28 November 2010

Towards A Def'n 4 Street Lit

Greetings;
Happy Holidays to you! I've just spent a wonderful Thanksgiving holiday with my family and am looking forward to an equally fantastic Christmas and New Year. I hope your Holiday season is full of wonderful blessings!

Lately, I've been thinking about Street Lit and how it is defined or not. I believe we need to have a consistent definition of what the genre is. Is it urban fiction? Is it African American literature? Is it pulp fiction? Or is it its own categorization?

In my upcoming book, I situate Street Lit as a sub-genre of Urban Fiction. For me, "urban fiction" is  fiction about urban experiences and settings. Street Lit is definitely about urban experiences and settings, albeit, specific urban experiences and settings that self-defines itself based on the shared socio-economic status of a citizenry. Many conflate Street Lit with the "Black/African-American experience." However, this conflation negates the historicity of Street Lit as represented in novels chronicling European immigrant experiences in a new America, southern migration experiences in a new region, or the daily street experiences of British urchins and the London poor during Victorian era England, to name a few other locations for Street Lit, within a historical context. 

Contemporary Street Lit is not just a "Black/Latino thing" just because Blacks and Latinos predominately populate low-income city enclaves in current times. Street Lit chronicles the urban narratives of whoever is populating low-income city enclaves in certain times and places.

That's why the story of Daniel Defoe's Moll Flanders (1722) can be considered Street Lit because it chronicles the life and times of a protagonist as she navigates being born to an inmate mother, growing up as a street urchin, then working as a prostitute, and ultimately conning life as a true "O.G." as she pulls off a really impressive caper that sets her up for life.

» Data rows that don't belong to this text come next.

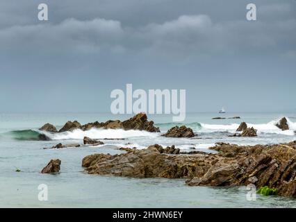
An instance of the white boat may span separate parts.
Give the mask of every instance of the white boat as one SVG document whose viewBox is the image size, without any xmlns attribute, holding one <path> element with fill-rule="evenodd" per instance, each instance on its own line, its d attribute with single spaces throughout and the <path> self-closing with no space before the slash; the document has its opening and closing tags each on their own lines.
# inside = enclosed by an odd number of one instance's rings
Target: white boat
<svg viewBox="0 0 296 222">
<path fill-rule="evenodd" d="M 219 113 L 225 113 L 225 112 L 226 112 L 226 111 L 225 111 L 225 110 L 224 109 L 223 107 L 222 107 L 222 110 L 220 111 L 219 111 Z"/>
</svg>

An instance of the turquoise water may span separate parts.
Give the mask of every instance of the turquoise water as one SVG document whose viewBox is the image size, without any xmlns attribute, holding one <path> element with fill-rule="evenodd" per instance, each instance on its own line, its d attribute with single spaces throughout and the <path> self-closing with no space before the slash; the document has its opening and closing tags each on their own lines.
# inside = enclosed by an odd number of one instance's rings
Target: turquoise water
<svg viewBox="0 0 296 222">
<path fill-rule="evenodd" d="M 293 113 L 231 113 L 225 117 L 240 116 L 242 119 L 212 120 L 215 113 L 188 114 L 186 125 L 193 128 L 197 137 L 190 139 L 163 138 L 160 135 L 172 123 L 172 117 L 149 116 L 161 128 L 161 133 L 122 130 L 47 135 L 51 140 L 38 141 L 29 136 L 21 137 L 18 130 L 30 130 L 33 135 L 47 122 L 61 127 L 68 120 L 81 123 L 108 119 L 125 119 L 130 116 L 110 116 L 98 113 L 1 114 L 0 114 L 0 207 L 295 207 L 296 200 L 257 195 L 256 201 L 246 198 L 244 187 L 214 188 L 188 187 L 184 180 L 163 178 L 135 179 L 88 175 L 81 166 L 82 159 L 90 154 L 115 154 L 120 146 L 140 148 L 156 143 L 175 144 L 186 150 L 208 149 L 217 142 L 239 144 L 275 144 L 296 139 L 294 130 L 296 114 Z M 274 128 L 274 123 L 287 117 L 292 128 L 283 133 Z M 258 130 L 257 138 L 228 137 L 241 121 L 254 125 Z M 15 133 L 17 130 L 17 133 Z M 12 132 L 15 131 L 15 132 Z M 60 150 L 46 150 L 59 142 L 82 143 L 83 137 L 124 138 L 124 140 L 104 140 L 105 145 Z M 51 159 L 62 160 L 58 175 L 40 173 Z M 15 172 L 16 169 L 22 172 Z M 48 201 L 39 201 L 38 187 L 45 184 L 49 188 Z"/>
</svg>

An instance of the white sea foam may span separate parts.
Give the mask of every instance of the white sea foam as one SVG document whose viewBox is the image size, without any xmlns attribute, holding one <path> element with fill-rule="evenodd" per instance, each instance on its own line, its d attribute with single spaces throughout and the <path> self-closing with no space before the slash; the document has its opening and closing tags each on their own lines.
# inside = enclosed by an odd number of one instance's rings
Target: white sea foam
<svg viewBox="0 0 296 222">
<path fill-rule="evenodd" d="M 288 118 L 287 119 L 288 124 L 289 126 L 290 130 L 283 131 L 279 129 L 276 124 L 279 121 L 281 118 L 272 121 L 268 123 L 262 124 L 254 124 L 254 123 L 247 123 L 248 127 L 254 127 L 258 130 L 258 133 L 276 133 L 276 134 L 282 134 L 286 135 L 294 135 L 294 130 L 296 130 L 296 123 L 293 123 Z M 231 133 L 234 133 L 236 129 L 238 128 L 239 124 L 232 123 L 228 125 L 217 125 L 217 124 L 206 124 L 201 123 L 202 127 L 202 132 L 215 132 L 215 131 L 229 131 Z"/>
<path fill-rule="evenodd" d="M 80 129 L 74 130 L 72 132 L 63 132 L 56 134 L 47 134 L 51 139 L 79 139 L 84 137 L 92 139 L 124 139 L 135 137 L 157 137 L 157 133 L 149 133 L 140 130 L 124 130 L 122 129 L 97 129 L 92 128 L 89 130 L 83 131 Z"/>
</svg>

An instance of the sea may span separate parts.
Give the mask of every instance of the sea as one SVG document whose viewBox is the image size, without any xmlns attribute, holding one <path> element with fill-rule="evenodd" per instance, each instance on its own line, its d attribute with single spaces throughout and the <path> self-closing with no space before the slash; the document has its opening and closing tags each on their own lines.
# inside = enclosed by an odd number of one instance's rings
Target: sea
<svg viewBox="0 0 296 222">
<path fill-rule="evenodd" d="M 158 144 L 175 145 L 184 151 L 215 153 L 216 142 L 238 145 L 274 144 L 296 140 L 296 113 L 191 112 L 182 123 L 170 115 L 148 115 L 161 133 L 139 130 L 91 129 L 88 131 L 50 133 L 41 132 L 46 123 L 58 130 L 67 121 L 81 124 L 109 119 L 125 120 L 132 115 L 110 113 L 0 113 L 0 207 L 296 207 L 296 199 L 256 194 L 250 200 L 246 187 L 189 187 L 186 180 L 132 178 L 89 175 L 82 159 L 94 153 L 122 153 L 120 147 L 145 148 Z M 212 119 L 213 117 L 224 119 Z M 240 119 L 229 119 L 240 117 Z M 283 117 L 290 130 L 275 124 Z M 229 137 L 245 121 L 258 130 L 256 137 Z M 174 126 L 186 125 L 197 135 L 193 138 L 167 138 L 161 135 Z M 41 141 L 44 133 L 50 139 Z M 44 149 L 58 143 L 83 144 L 84 136 L 99 139 L 104 145 Z M 58 174 L 40 173 L 51 159 L 62 162 Z M 40 185 L 47 187 L 47 200 L 40 197 Z"/>
</svg>

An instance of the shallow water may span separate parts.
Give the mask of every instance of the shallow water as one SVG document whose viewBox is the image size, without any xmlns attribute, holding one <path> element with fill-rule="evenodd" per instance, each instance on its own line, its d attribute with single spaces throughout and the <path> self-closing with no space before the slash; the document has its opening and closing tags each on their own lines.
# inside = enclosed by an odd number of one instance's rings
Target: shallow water
<svg viewBox="0 0 296 222">
<path fill-rule="evenodd" d="M 217 114 L 216 114 L 217 115 Z M 242 119 L 213 121 L 215 114 L 189 114 L 186 123 L 221 125 L 218 129 L 197 127 L 195 132 L 199 135 L 192 139 L 168 139 L 160 137 L 160 133 L 135 135 L 129 132 L 96 132 L 99 137 L 110 133 L 114 137 L 124 137 L 124 140 L 104 140 L 106 144 L 99 147 L 83 146 L 75 148 L 43 149 L 59 142 L 81 143 L 79 135 L 76 139 L 63 138 L 50 141 L 15 140 L 7 137 L 13 130 L 35 129 L 46 122 L 62 126 L 67 120 L 78 119 L 82 123 L 109 119 L 124 119 L 127 117 L 108 117 L 100 114 L 17 114 L 0 115 L 0 207 L 295 207 L 296 200 L 277 196 L 265 197 L 257 195 L 256 201 L 247 200 L 249 191 L 246 187 L 231 188 L 188 187 L 185 180 L 163 178 L 135 179 L 114 176 L 88 175 L 81 166 L 82 159 L 96 153 L 119 153 L 122 151 L 117 146 L 147 145 L 159 143 L 163 145 L 176 144 L 188 149 L 192 147 L 211 151 L 209 145 L 223 141 L 240 144 L 272 144 L 296 139 L 294 135 L 281 132 L 259 133 L 258 138 L 228 137 L 233 130 L 224 130 L 223 126 L 238 124 L 242 121 L 253 124 L 266 124 L 282 116 L 293 117 L 293 114 L 231 114 L 241 116 Z M 116 118 L 118 117 L 118 118 Z M 170 122 L 170 117 L 156 117 L 156 123 Z M 290 120 L 293 123 L 295 119 Z M 201 124 L 202 126 L 202 124 Z M 165 132 L 170 126 L 160 124 Z M 168 127 L 169 128 L 169 127 Z M 212 128 L 217 128 L 216 126 Z M 220 129 L 221 128 L 221 130 Z M 263 130 L 263 131 L 266 130 Z M 235 131 L 235 130 L 234 130 Z M 234 132 L 233 131 L 233 132 Z M 61 171 L 58 175 L 40 173 L 51 159 L 62 160 Z M 16 169 L 22 172 L 15 172 Z M 39 201 L 38 195 L 40 184 L 49 188 L 49 200 Z"/>
</svg>

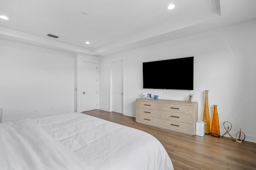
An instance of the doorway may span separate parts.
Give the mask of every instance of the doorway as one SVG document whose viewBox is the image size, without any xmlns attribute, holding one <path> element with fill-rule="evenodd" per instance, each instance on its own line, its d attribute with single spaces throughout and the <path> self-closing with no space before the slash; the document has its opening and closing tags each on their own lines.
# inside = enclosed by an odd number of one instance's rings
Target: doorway
<svg viewBox="0 0 256 170">
<path fill-rule="evenodd" d="M 112 62 L 112 111 L 123 113 L 123 61 Z"/>
<path fill-rule="evenodd" d="M 82 61 L 81 108 L 82 111 L 97 108 L 97 64 Z"/>
</svg>

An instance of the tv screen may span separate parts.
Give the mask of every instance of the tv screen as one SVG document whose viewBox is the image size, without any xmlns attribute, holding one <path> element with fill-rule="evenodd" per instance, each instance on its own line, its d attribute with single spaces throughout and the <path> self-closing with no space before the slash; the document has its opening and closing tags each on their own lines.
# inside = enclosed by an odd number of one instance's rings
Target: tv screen
<svg viewBox="0 0 256 170">
<path fill-rule="evenodd" d="M 143 63 L 143 88 L 193 90 L 194 57 Z"/>
</svg>

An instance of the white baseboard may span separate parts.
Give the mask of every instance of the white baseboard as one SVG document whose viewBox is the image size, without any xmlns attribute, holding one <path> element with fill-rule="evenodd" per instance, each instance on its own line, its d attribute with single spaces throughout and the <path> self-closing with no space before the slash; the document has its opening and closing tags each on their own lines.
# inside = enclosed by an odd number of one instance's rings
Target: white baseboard
<svg viewBox="0 0 256 170">
<path fill-rule="evenodd" d="M 109 109 L 108 108 L 100 107 L 99 109 L 104 111 L 109 111 Z"/>
<path fill-rule="evenodd" d="M 124 112 L 123 113 L 123 115 L 134 117 L 136 117 L 136 114 L 134 113 Z"/>
</svg>

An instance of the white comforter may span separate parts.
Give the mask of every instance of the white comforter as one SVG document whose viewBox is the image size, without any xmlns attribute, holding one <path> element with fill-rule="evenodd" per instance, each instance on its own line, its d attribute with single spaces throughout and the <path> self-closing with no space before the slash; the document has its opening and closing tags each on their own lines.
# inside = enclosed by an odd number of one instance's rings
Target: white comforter
<svg viewBox="0 0 256 170">
<path fill-rule="evenodd" d="M 32 119 L 0 123 L 0 137 L 1 170 L 90 168 Z"/>
<path fill-rule="evenodd" d="M 6 122 L 0 133 L 3 169 L 173 169 L 152 135 L 82 113 Z"/>
</svg>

Moll's life is definitely a character with low-income/marginalized status in a large urban city setting. Like current Street Lit protagonists, our 1722 Moll Flanders does what she has to do to survive, not too dissimilar from Sister Souljah's 1999 protagonist, Winter Santiaga, or Kiki Swinson's 2004 protagonist, Kira, in the Wifey series.

There are many titles written about the daily lives of low-income city residents, stemming from the bardic traditions of fictional and non-fictional Street Literature of yesteryear in the formats of pamphlets, broadsides, and ballad lyrics. These street-based, literary, artistic traditions are reminiscent of Hip Hop's role as the bardification of ghetto life in contemporary society. As the old saying goes, "nothing is new under the sun."

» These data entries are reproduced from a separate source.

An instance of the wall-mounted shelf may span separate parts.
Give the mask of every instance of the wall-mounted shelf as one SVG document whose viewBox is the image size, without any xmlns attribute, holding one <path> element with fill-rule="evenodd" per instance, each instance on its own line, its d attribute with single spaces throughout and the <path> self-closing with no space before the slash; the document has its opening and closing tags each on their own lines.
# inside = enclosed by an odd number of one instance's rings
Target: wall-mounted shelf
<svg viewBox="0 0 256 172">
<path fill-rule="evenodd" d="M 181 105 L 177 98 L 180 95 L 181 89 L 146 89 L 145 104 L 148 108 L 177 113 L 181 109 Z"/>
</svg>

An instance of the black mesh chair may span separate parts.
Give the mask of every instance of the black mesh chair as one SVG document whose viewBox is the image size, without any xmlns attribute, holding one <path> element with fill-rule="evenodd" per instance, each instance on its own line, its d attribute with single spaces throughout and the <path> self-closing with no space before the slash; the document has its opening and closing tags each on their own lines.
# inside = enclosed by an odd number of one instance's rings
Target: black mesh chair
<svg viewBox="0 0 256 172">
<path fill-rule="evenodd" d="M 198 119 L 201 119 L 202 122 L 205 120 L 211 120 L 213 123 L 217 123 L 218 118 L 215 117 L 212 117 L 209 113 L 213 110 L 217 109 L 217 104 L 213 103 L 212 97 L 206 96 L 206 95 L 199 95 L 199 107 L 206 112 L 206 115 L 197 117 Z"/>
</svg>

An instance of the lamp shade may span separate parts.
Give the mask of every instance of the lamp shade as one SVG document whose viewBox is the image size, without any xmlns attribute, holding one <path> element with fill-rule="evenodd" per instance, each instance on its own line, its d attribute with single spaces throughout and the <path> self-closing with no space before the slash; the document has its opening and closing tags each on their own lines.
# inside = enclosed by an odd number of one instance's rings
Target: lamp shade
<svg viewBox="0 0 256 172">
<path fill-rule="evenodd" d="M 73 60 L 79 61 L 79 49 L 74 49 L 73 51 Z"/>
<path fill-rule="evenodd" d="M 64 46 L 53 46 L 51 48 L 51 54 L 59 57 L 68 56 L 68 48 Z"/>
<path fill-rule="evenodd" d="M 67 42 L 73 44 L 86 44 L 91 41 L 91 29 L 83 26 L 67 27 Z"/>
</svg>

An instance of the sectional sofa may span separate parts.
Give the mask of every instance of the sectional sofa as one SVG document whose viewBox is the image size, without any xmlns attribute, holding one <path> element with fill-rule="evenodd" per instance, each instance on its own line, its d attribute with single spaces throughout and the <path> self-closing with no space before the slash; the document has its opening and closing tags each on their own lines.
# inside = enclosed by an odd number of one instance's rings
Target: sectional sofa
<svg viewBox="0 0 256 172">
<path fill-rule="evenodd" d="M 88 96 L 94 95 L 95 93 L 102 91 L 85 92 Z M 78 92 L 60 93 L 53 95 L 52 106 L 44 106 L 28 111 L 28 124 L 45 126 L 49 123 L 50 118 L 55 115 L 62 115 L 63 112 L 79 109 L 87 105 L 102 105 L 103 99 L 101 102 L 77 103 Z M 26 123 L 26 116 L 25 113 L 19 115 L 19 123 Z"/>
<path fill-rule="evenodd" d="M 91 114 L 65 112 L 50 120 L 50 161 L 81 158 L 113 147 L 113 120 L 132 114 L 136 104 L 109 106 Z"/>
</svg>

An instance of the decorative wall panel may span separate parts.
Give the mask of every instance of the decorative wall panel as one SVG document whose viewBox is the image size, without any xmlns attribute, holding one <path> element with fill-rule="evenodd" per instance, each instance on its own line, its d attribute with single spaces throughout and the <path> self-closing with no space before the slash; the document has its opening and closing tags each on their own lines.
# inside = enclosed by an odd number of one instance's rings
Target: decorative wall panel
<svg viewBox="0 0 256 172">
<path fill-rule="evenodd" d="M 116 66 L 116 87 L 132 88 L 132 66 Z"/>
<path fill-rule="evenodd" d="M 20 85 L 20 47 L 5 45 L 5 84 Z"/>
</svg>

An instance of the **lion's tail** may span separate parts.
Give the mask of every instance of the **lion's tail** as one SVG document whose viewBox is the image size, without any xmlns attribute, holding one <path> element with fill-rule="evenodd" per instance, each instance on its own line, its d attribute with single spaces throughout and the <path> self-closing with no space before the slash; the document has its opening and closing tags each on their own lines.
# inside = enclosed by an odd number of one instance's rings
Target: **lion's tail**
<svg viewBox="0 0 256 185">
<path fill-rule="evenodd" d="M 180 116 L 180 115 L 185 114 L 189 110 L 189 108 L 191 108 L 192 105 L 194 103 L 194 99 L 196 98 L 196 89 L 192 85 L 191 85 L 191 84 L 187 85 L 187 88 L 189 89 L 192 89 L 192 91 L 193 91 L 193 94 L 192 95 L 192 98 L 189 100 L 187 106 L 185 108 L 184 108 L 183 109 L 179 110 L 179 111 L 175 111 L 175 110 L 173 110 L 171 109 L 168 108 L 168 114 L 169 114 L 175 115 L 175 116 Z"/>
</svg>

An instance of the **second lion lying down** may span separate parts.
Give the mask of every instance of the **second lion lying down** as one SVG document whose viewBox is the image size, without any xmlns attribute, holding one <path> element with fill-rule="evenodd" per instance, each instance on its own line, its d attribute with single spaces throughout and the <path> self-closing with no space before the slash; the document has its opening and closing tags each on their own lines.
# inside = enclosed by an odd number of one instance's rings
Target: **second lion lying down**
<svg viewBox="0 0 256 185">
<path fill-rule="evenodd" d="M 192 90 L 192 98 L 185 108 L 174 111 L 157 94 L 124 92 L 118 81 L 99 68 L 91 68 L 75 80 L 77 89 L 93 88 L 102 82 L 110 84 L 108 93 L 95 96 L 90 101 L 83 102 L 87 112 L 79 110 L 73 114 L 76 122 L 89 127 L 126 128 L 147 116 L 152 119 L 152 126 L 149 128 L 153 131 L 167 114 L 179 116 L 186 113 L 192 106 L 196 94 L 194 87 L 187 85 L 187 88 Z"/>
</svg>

This historicity of  urban narratives of the city poor and disenfranchised informs us that Street Lit is not race-based, but class-based; again confirming that Street Lit is not necessarily a "Black/Latino thing" - Street Lit is necessarily a socio-economic, urban thing.

When you include fictional texts, along with non-fictional texts such as poetry (e.g. Tupac Shakur's The Rose that Grew from Concrete) and biographies/memoirs (e.g. , Philippe Bourgois' In Search of Respect: Selling Crack in El Barrio) we come to understand that "Street Lit" is the fictional arm of the compleat genre of "Street Literature."

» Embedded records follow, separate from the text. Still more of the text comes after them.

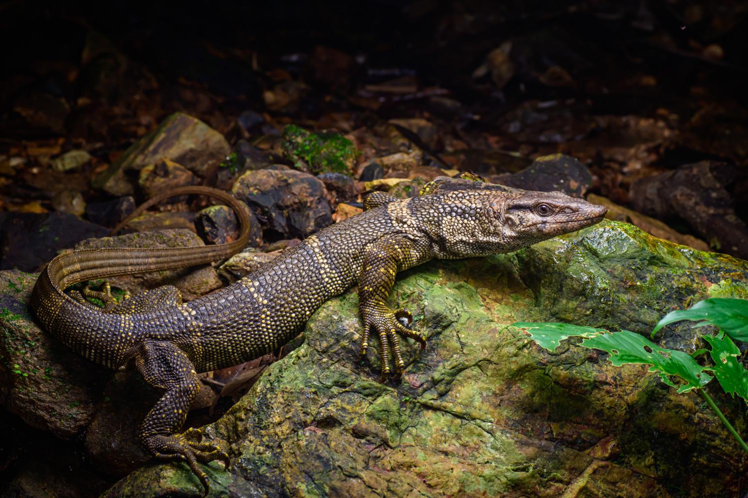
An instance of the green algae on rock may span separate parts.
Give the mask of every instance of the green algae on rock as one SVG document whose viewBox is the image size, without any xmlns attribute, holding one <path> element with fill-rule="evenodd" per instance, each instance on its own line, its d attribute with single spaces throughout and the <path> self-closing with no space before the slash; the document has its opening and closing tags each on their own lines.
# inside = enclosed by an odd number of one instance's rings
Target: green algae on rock
<svg viewBox="0 0 748 498">
<path fill-rule="evenodd" d="M 695 394 L 676 394 L 645 366 L 598 361 L 594 351 L 550 354 L 506 324 L 583 321 L 645 334 L 692 300 L 747 292 L 746 262 L 616 222 L 512 254 L 432 262 L 399 275 L 390 301 L 411 310 L 428 345 L 404 341 L 405 374 L 380 383 L 378 355 L 358 355 L 358 298 L 349 292 L 322 306 L 304 343 L 206 427 L 233 462 L 227 472 L 205 467 L 211 494 L 738 494 L 748 458 Z M 697 335 L 676 328 L 664 343 L 693 351 Z M 732 412 L 746 433 L 744 411 Z M 201 491 L 183 464 L 153 464 L 105 496 Z"/>
<path fill-rule="evenodd" d="M 340 133 L 310 132 L 295 125 L 283 129 L 282 147 L 296 167 L 315 174 L 350 174 L 358 155 L 353 142 Z"/>
</svg>

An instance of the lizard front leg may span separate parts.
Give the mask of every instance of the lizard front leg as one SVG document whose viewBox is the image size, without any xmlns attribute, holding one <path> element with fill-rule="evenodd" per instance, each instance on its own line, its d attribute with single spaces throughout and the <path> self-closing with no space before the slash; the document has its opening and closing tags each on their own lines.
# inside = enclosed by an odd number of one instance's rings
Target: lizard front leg
<svg viewBox="0 0 748 498">
<path fill-rule="evenodd" d="M 200 442 L 199 429 L 177 434 L 200 390 L 197 374 L 187 355 L 171 342 L 146 339 L 135 356 L 135 366 L 151 386 L 166 390 L 143 421 L 141 437 L 156 458 L 184 461 L 208 494 L 208 476 L 197 464 L 229 455 L 217 446 Z"/>
<path fill-rule="evenodd" d="M 381 372 L 390 373 L 390 355 L 395 362 L 395 370 L 402 373 L 405 362 L 400 352 L 398 334 L 411 337 L 426 347 L 426 337 L 405 327 L 399 319 L 412 319 L 404 309 L 393 311 L 385 301 L 395 283 L 398 271 L 414 266 L 426 257 L 423 248 L 404 236 L 387 236 L 370 245 L 364 256 L 364 267 L 358 280 L 359 310 L 364 321 L 361 354 L 369 348 L 371 333 L 379 338 L 381 345 Z"/>
</svg>

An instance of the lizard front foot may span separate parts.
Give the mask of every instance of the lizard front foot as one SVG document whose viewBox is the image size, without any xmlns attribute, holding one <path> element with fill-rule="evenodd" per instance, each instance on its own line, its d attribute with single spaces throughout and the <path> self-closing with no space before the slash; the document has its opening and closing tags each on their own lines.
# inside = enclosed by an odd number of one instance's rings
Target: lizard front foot
<svg viewBox="0 0 748 498">
<path fill-rule="evenodd" d="M 381 374 L 383 376 L 390 374 L 390 356 L 395 361 L 395 371 L 402 374 L 405 368 L 405 362 L 400 351 L 400 338 L 398 334 L 414 339 L 421 345 L 421 349 L 426 348 L 426 337 L 414 332 L 403 322 L 410 325 L 413 322 L 413 316 L 404 308 L 392 311 L 384 305 L 363 307 L 361 315 L 364 319 L 364 336 L 361 339 L 361 354 L 366 354 L 369 349 L 369 338 L 374 333 L 379 338 L 381 345 Z"/>
<path fill-rule="evenodd" d="M 203 471 L 197 462 L 206 464 L 214 460 L 224 462 L 226 468 L 230 464 L 229 455 L 214 444 L 200 443 L 203 439 L 200 429 L 188 428 L 183 434 L 153 435 L 145 440 L 148 449 L 157 458 L 183 461 L 186 463 L 208 494 L 208 475 Z"/>
</svg>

We also must be mindful that there is a broader spectrum of urban works that are decidedly not Street Lit - but they are still urban narratives and representative of urban experience. Such genres that come to mind include, Chick Lit, Lad Lit, Urban Fantasy and Urban Erotica as literary genres about urban experiences. Place these genres together with Street Lit, and you have the contemporary genre called, "Urban Fiction."

So I argue that contemporary Street Lit is a sub-genre of Urban Fiction, and more importantly, an important contribution to the historic realm of the genre of Street Literature as a whole. Thus Street Lit, as we consume it today, with stories primarily about Black and Latino peoples, is a historic happenstance, not a racially defining element of the genre. As a major contribution to the Street Literature realm, Street Lit historicizes contemporary ghetto life as an illustration of the looming presence of a lumpenproletariat in a hegemonic, patriarchal, capitalistic society.  T'is why Street Lit needs and deserves to be heard, discussed, and respected.